Writer Fayez Sarah, also a member of the CRCSS, told Elaph that the summoning and detention of Nahar is a dangerous indication that the campaign against activists will continue at a time when it was hoped that it would end and the prisoners would be set free.
Elaph cited leaks that mere signatories might be set free, but those who helped prepare and formulate the Declaration will remain in jail.
In related news, ME Transparent published a petition, signed by 91 intellectuals from the Suwayda district in Syria, supporting the Beirut-Damascus Declaration and condeming the arrests of some of its signatories. (Arabic. 5/25/06).
Another incident of harrassment of human rights activists was the sentencing of Haitham Maleh, former president of the Committee for Human Rights in Syria, to 10 days in prison for "defaming a public official." (Arabic. ME Transparent, 5/26/06). Maleh was also under a travel ban.

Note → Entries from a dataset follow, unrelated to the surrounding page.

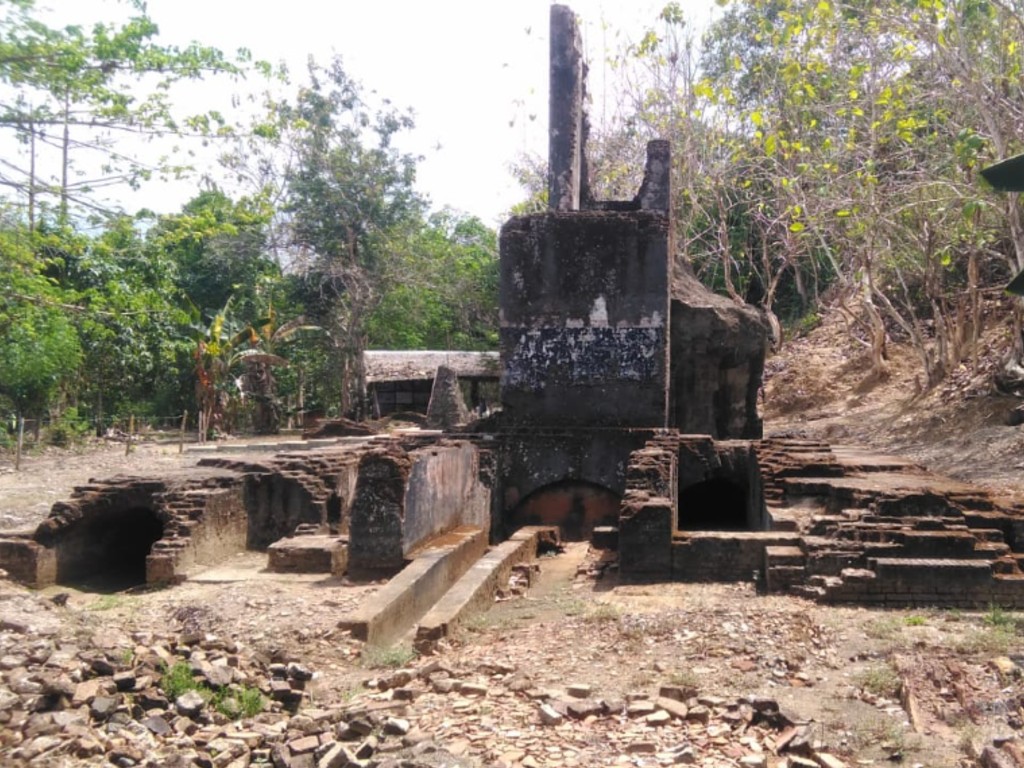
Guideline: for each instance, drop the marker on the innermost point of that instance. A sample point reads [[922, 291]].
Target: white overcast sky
[[473, 71]]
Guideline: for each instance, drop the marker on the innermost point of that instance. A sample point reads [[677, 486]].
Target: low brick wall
[[732, 556]]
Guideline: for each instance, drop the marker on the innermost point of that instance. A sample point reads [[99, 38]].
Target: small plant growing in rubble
[[881, 680], [177, 680], [603, 613], [244, 702], [391, 657], [998, 617]]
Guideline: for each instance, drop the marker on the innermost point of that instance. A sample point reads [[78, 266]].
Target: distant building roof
[[406, 366]]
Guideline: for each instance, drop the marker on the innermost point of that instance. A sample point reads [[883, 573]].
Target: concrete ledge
[[474, 592], [308, 554], [396, 607], [28, 562]]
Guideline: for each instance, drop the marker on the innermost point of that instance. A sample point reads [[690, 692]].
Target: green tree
[[75, 91], [351, 210], [443, 294]]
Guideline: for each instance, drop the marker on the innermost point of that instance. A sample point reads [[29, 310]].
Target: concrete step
[[474, 592], [393, 610]]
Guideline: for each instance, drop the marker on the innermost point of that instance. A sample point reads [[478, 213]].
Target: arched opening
[[717, 504], [576, 507], [107, 550]]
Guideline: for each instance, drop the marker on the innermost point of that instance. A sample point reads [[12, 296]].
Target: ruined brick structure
[[630, 396]]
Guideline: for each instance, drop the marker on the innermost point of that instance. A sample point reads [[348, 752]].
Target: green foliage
[[39, 351], [235, 701], [997, 616], [69, 429], [446, 297], [244, 701], [81, 84], [178, 679]]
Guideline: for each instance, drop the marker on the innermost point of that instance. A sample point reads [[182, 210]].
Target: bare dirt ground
[[899, 687]]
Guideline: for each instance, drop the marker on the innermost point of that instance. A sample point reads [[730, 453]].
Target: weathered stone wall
[[567, 117], [403, 498], [28, 561], [718, 352], [378, 510], [732, 556], [444, 492], [527, 461], [584, 323], [648, 515], [292, 489]]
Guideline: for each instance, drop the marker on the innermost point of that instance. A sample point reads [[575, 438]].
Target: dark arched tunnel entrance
[[576, 507], [107, 550], [717, 504]]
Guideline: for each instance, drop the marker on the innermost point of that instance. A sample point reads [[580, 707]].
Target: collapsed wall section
[[403, 498], [718, 354], [585, 318]]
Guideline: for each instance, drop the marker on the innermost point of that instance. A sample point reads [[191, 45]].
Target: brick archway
[[577, 507]]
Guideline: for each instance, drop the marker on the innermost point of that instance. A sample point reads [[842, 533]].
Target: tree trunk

Ferry Biedermann of the Financial Times had spoken to Maleh and wrote in a piece published yesterday, "Mr Maleh, like many other observers of the situation in Syria, speculates that the government is cracking down on dissidents, first of all because it feels that it now has an opportunity to do so while the international priorities lie elsewhere - notably Iran and Iraq. And also, says Mr Maleh, because the government is worried about what the report of the UN investigation into the Hariri assassination will bring. Interim reports have implicated senior Syrian intelligence officials. Another report is due on June 15 and the government may wish to silence domestic critics before publication." (FT, 5/29/06).